ANGELITA, amiga e sócia de INÉS, mulher de um guerrilheiro
comunista conhecido como COMPRENDES.
VIRTUDES GONZÁLEZ RUIZ, cozinheira, filha de GALÁN e de INÉS.
FERNANDA, talhante em Fuensanta de Martos que, na primavera de
1949, foge para França com o marido. Amiga de PEPE O PORTUGUÊS.

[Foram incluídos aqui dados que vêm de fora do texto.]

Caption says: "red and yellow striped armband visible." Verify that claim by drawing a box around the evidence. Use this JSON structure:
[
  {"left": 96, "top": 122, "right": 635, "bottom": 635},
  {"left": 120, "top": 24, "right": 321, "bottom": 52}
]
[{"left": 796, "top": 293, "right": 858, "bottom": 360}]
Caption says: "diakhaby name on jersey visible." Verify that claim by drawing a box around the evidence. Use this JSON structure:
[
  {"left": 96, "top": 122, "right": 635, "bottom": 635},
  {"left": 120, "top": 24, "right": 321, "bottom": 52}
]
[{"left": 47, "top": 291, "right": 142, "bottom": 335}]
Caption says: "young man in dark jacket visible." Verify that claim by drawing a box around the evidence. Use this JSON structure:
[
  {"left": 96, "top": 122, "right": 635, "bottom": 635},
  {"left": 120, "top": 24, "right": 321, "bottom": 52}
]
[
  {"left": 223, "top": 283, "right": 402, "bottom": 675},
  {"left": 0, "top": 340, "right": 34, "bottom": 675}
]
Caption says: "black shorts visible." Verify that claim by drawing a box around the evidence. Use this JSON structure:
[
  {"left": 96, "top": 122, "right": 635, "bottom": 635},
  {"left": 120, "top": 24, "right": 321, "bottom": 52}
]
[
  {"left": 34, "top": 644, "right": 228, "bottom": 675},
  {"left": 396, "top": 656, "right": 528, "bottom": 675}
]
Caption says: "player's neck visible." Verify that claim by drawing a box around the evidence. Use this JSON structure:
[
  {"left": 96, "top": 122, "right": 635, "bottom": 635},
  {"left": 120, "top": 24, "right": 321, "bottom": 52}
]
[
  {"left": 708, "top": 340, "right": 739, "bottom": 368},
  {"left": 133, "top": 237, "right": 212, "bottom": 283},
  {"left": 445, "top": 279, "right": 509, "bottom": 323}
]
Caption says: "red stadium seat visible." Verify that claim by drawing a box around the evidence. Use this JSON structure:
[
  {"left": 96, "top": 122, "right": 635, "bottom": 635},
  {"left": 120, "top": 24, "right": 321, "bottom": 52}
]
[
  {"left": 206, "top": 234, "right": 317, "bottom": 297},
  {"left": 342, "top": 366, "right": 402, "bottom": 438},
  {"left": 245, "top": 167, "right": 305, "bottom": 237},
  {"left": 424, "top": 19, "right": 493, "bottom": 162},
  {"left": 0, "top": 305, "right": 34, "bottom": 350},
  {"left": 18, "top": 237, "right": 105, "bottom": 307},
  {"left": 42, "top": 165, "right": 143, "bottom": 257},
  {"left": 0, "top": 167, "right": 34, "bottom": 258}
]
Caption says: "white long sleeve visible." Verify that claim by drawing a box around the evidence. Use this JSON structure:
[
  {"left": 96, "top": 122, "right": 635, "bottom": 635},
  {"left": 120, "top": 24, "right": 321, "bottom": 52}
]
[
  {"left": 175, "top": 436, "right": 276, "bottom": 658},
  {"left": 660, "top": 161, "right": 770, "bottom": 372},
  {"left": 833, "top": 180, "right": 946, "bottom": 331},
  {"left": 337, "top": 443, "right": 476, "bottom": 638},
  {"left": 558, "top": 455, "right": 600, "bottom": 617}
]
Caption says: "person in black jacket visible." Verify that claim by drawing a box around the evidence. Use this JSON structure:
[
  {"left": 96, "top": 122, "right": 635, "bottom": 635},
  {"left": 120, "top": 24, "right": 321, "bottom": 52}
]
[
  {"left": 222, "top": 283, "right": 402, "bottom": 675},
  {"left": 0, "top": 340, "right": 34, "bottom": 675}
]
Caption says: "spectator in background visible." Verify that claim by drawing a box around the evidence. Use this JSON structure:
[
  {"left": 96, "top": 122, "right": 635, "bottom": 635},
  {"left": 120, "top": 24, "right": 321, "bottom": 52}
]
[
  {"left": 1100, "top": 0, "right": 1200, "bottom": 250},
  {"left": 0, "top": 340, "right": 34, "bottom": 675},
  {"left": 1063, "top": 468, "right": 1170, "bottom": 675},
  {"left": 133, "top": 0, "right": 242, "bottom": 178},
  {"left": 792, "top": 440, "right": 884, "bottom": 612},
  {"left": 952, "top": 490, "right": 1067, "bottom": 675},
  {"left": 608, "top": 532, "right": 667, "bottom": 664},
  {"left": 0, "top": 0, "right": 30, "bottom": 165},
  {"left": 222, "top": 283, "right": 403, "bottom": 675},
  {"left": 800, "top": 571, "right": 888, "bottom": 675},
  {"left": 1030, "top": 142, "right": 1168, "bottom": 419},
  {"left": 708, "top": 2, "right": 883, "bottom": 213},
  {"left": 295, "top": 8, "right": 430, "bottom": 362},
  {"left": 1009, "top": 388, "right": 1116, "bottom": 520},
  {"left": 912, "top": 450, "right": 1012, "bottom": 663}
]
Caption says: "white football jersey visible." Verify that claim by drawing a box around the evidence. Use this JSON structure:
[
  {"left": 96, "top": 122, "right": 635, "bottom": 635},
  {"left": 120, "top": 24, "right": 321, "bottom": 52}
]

Do largo de Bilbao à prisão de Carabanchel


RICARDO RUIZ AGUILAR, advogado, comunista, sobrinho de INÉS RUIZ
MALDONADO.
ANDREA CUESTA VELÁZQUEZ, nascida em 1961.
ALBERTO e CRISTINA, estudantes universitários, manifestantes
antifranquistas.
FEDERICO, militante comunista, deficiente, amigo do DOUTOR GARCÍA.
ÁNGEL VALVERDE ROLDÁN, advogado inscrito na Ordem de Madrid.
LAURA AGUADO PERALES, filha mais velha de SILVERIO e de MANOLITA,
sócia do Atlético de Madrid.
JUAN GÓMEZ GÓMEZ, profissional de luta livre, conhecido como O
DEMÓNIO DE AÇO.

De Buenos Aires a Madrid


SIMONA PACHECO GAITÁN, nascida em 1952.
GUILLERMO PACHECO GAITÁN, nascido em 1953.
JUAN PACHECO GAITÁN, nascido em 1958.
CHARLIE, fotógrafo free lance, namorado de SIMONA PACHECO.
JOSÉ IGNACIO, colega de apartamento de CHARLIE.
E o CÔNSUL de Espanha em Buenos Aires em novembro de 1976.